Auch die Rolle der von Mussolini 1936 ausgerufenen "Achse Rom-Berlin" wird hier höher veranschlagt, als es in der gängigen Literatur der Fall ist. Aufgezeigt wird die "Vielfalt der Achse" (76-83), d.h. die intensiven transnationalen Beziehungen zwischen Deutschland und Italien. Es wird die These vertreten, die faschistische Diktatur in Italien wäre ohne eine solche Anlehnung an das geistesverwandte NS-Regime eher zusammengebrochen als es tatsächlich der Fall war.

Umstritten ist bis heute, ob dem faschistischen Staat eine Ideologie zugrunde lag. Auch Schieder beantwortet die Frage nicht eindeutig. Er verweist auf mehrere parallel laufende Diskurse und auf die Tatsache, dass die Debatte um die Ausgestaltung des Korporativismus den breitesten Raum einnahm sowie auf eine gewisse Verbindlichkeit der "Romanità fascista", des Rom-Mythos, der sich nicht nur in Titeln ("Duce"), sondern auch in der Architektur niederschlug. Von einem geschlossenen politischen (Denk-) System war das alles aber weit entfernt.

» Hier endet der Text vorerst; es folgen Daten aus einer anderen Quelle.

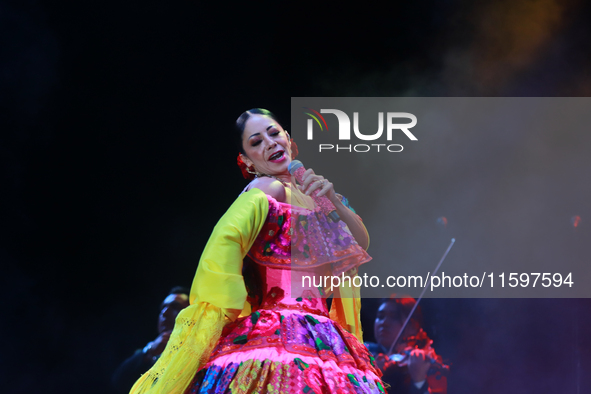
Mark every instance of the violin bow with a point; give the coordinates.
(453, 240)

Als charismatischer Führer in hohem Maße konsens- und damit erfolgsabhängig, konnte Mussolini seine Position nach militärischen Niederlagen und sich verstärkenden wirtschaftlichen Problemen nicht halten. Nach seinem Sturz stand er - abhängig von den Deutschen - formell bis zu seiner Erschießung durch Partisanen im April 1945 an der Spitze der Repubblica Sociale Italiana (RSI).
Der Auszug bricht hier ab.